Dagmar Ensch-Engel: Naturerlebnisse für Kinder wichtig – Windräder im Saarforst müssen Verantwortlichen zu denken geben

Zur Forderung der SPD nach „mehr familiärem Naturerleben“ erklärt Dagmar Ensch-Engel, umweltpolitische Sprecherin der Linksfraktion im Saarländischen Landtag: „Nach einer Studie für das „Forum Bildung Natur“ sind nur noch die Hälfte der Kinder bis zwölf Jahre je auf einen Baum geklettert und knapp ein Viertel haben je ein Wildtier in freier Wildbahn gesehen. Das ist natürlich eine Entwicklung, die sehr schade ist. Denn Natur- und Walderlebnisse sind für die Kinder in der heutigen Zeit der Computer und Handys sehr wichtig.
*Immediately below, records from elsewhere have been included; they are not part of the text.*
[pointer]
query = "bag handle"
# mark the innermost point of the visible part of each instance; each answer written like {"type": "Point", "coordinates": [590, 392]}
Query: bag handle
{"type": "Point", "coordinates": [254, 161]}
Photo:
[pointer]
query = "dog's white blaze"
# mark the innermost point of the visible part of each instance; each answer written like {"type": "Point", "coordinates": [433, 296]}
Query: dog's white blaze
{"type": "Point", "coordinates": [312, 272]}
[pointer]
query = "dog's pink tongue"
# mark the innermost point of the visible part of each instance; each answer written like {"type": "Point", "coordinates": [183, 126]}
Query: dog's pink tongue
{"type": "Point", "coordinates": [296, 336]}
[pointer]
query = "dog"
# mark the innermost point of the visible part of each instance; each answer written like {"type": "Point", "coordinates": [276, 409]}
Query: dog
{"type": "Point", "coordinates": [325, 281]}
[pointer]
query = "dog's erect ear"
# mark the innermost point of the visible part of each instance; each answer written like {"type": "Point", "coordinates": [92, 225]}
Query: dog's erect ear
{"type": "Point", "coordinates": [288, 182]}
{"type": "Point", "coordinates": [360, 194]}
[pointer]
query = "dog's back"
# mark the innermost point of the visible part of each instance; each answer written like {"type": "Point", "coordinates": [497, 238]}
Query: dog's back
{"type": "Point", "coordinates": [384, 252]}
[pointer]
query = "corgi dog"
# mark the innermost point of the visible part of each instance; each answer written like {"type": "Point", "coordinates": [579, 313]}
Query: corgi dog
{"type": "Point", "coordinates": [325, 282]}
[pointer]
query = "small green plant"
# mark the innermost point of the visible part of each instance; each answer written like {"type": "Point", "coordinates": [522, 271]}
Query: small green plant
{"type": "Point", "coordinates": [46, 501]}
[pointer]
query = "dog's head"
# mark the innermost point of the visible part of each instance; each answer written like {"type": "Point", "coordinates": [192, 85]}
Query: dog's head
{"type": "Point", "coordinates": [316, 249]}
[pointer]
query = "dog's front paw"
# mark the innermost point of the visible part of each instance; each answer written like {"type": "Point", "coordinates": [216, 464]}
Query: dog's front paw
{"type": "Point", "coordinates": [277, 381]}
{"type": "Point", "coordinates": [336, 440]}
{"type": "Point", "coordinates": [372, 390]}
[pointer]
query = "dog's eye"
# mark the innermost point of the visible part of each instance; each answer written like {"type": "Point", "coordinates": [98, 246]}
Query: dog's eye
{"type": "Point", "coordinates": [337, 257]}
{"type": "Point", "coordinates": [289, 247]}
Daher begrüßt DIE LINKE die Anregung der SPD im Grundsatz, auch in der Hoffnung, dass Kinder ein Gefühl für Natur- und Landschaftsschutz entwickeln und vor allem auch den respektvollen Umgang mit den Tieren erlernen. Hier im Saarland muss man sich jedoch beeilen, da nunmehr auch unser schöner Wald als Standort für Windräder genutzt werden soll. Und Dank SPD und Umweltminister Jost können Kinder somit bald auch hinter Bäumen und Hügeln im Saarforst Bekanntschaft mit bis zu 200 Meter hohen Windrädern und erste Erfahrungen mit dem von Windkraftanlagen ausgehenden Infraschall und Eiswurf machen.“ Die Deutsche Wildtier Stiftung habe eine Studie herausgegeben (Autor Dr Klaus Richarz), die zu dem Ergebnis kommt, dass der Bau von Windkraftanlagen im Wald die Artenvielfalt dieses sensibleren Ökosystems in hohem Masse gefährdet. „Dies sollte allen Verantwortlichen zu denken geben und zum Handeln auffordern. Wie wollen Sie den Kindern erklären, dass der Wald zu Gunsten der Windkraft zerstört wird“, so Ensch-Engel abschließend.